—Il serait pourtant singulier que vous aimassiez Henri plus que moi.

—Si jusqu'à présent je vous ai aimé plus que lui, cela vient apparemment de ce que, comme j'étais chargé de vous, la soumission que vous étiez obligé d'avoir envers moi vous donnait un désir de me satisfaire qui vous méritait mon amitié; de ce que vos intérêts m'étant confiés, j'agissais pour vous comme pour moi, et avec plus d'affection encore que pour moi. Maintenant vous vous êtes chargé de penser pour vous, je n'ai plus à penser qu'à moi.

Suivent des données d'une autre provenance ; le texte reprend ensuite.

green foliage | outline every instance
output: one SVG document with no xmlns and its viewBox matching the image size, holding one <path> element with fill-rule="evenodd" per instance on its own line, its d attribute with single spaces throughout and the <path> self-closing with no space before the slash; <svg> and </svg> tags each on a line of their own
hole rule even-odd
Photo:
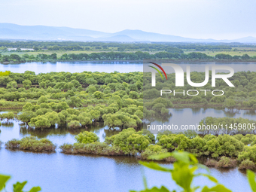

Armand n'avait rien à répondre: il se disait bien que le moyen de forcer les personnes dont il dépendait à avoir tout autant d'affection pour lui que lorsqu'il leur était soumis, c'était de se conduire aussi parfaitement que s'il était obligé de faire leur volonté, et il se promit bien de prendre ce moyen; mais Armand n'avait encore ni assez de raison ni assez de constance dans le caractère pour tenir à de pareilles résolutions, et c'est précisément ce qui faisait qu'il avait besoin d'être conduit et contenu par la volonté des autres; à lui tout seul il n'était pas encore capable de mériter leur affection.

Beaucoup d'enfants s'étonneront sans doute de ce qu'Armand ne profitait pas de sa liberté pour abandonner toutes ses études, courir seul et faire mille sottises; mais Armand avait été bien élevé, son caractère était bon, malgré les caprices qui lui passaient quelquefois par la tête; et à treize ans, quoiqu'on n'ait pas encore la force de faire toujours ce qui est bien, on commence du moins à le savoir, et à avoir le désir d'être regardé comme raisonnable: d'ailleurs, malgré ces beaux raisonnements contre l'obéissance, il en avait l'habitude, et aurait été fort embarrassé de faire ouvertement une chose que lui avait défendue son père ou son précepteur, de manière qu'elle pût parvenir à leur connaissance. Il pensa cependant, le lendemain matin, que sa liberté pouvait bien s'étendre à envoyer acheter pour son déjeuner une tranche de jambon, chose qu'il aimait beaucoup et qu'on ne lui permettait pas souvent. Il voulait y envoyer Henri; mais Henri, qui dans ce moment avait quelqu'autre chose à faire, dit qu'il ne pouvait pas y aller. Il était en général assez insolent avec Armand, qui se mettait souvent fort en colère contre lui de ce qu'il ne lui obéissait pas comme à M. de Saint-Marsin ou à l'abbé Durand. Dans ce moment, tout gonflé de la nouvelle importance qu'il croyait avoir acquise, Armand prit un ton beaucoup plus impérieux; il se fâcha beaucoup plus haut qu'à l'ordinaire, et Henri s'en moqua davantage; il prétendit même faire des leçons à Armand, en lui disant que M. de Saint-Marsin ne voulait pas qu'il envoyât chercher des choses à manger hors de la maison, et lui rappelant qu'il avait été grondé une fois que cela lui était arrivé.

—Qu'est-ce que cela vous fait, dit Armand encore plus en colère; ne suis-je pas le maître de vous envoyer où il me plaît?

—Non, mon fils, dit M. de Saint-Marsin, qui passait en ce moment; Henri n'est point à vos ordres, il est aux miens.

—Mais, mon papa, ne voulez-vous pas qu'il me serve?

—Assurément, mon fils, il a mes ordres pour cela, et j'espère bien qu'il n'y manquera pas; mais il vous servira d'après les ordres que je lui donnerai, et non pas d'après ceux qu'il recevra de vous.

—Cependant, mon papa, il faut bien que je lui demande ce dont j'aurai besoin.

—Vous n'avez qu'à me le dire à moi; et ce que je lui dirai de faire pour vous, il le fera.